Saturday, December 28, 2024

Who Knows

The easiest way to prove a hypothesis is to present it to people who already believe its truth.

This is a more difficult thing for me to remember than it should be, I think. It's easy for me to be skeptical of those things that strike me as completely wonky or suspiciously convenient. But those are not the things that I need to be actively skeptical of; I'm already inclined to not take them at face value. Instead, the things that seem just "right enough" are the ones that need to spend some time investigating, before taking them to be true.

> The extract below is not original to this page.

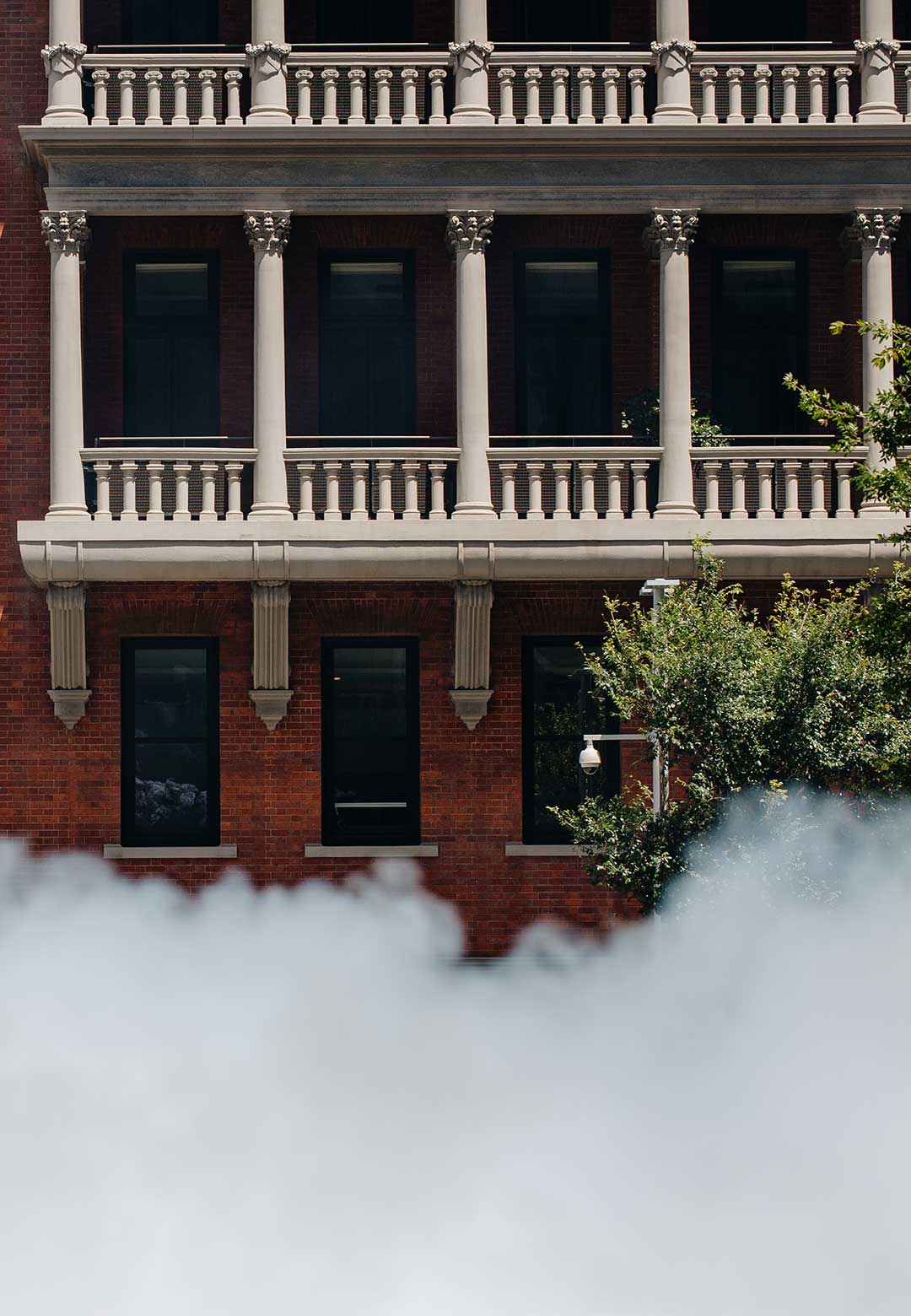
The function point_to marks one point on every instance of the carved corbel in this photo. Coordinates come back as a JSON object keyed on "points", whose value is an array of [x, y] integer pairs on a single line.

The tricky part of this, outside of simply finding the time that would be required to do all the research, is understanding myself to not have a sufficient grasp of the world around me to understand what is and is not rational to subscribe to a belief in. To be sure, I'm not convinced that this is a reasonable way to go about things, even given my general level of skepticism. Expecting the unexpected is more difficult than is let on, and so understanding that the fact that my view of the world has turned out to be fairly workable thus far doesn't mean that it will continue to be so takes more effort than I commonly plan for. And the payoff is limited. The reason why people are capable of such a diversity of beliefs about the world is that most of them make no difference; the ones that do, there tends to be broad agreement on precisely because of the impact that it makes. Most of the random things that people present to me that turn out to be false when I research them are completely unimportant. My life would not be materially different if I had been instead inclined to take them at face value.

And I suspect that this is the biggest obstacle in anyone's search for truths about the world; most of them are simply unimportant, and this means that they lack any sort of feedback mechanism.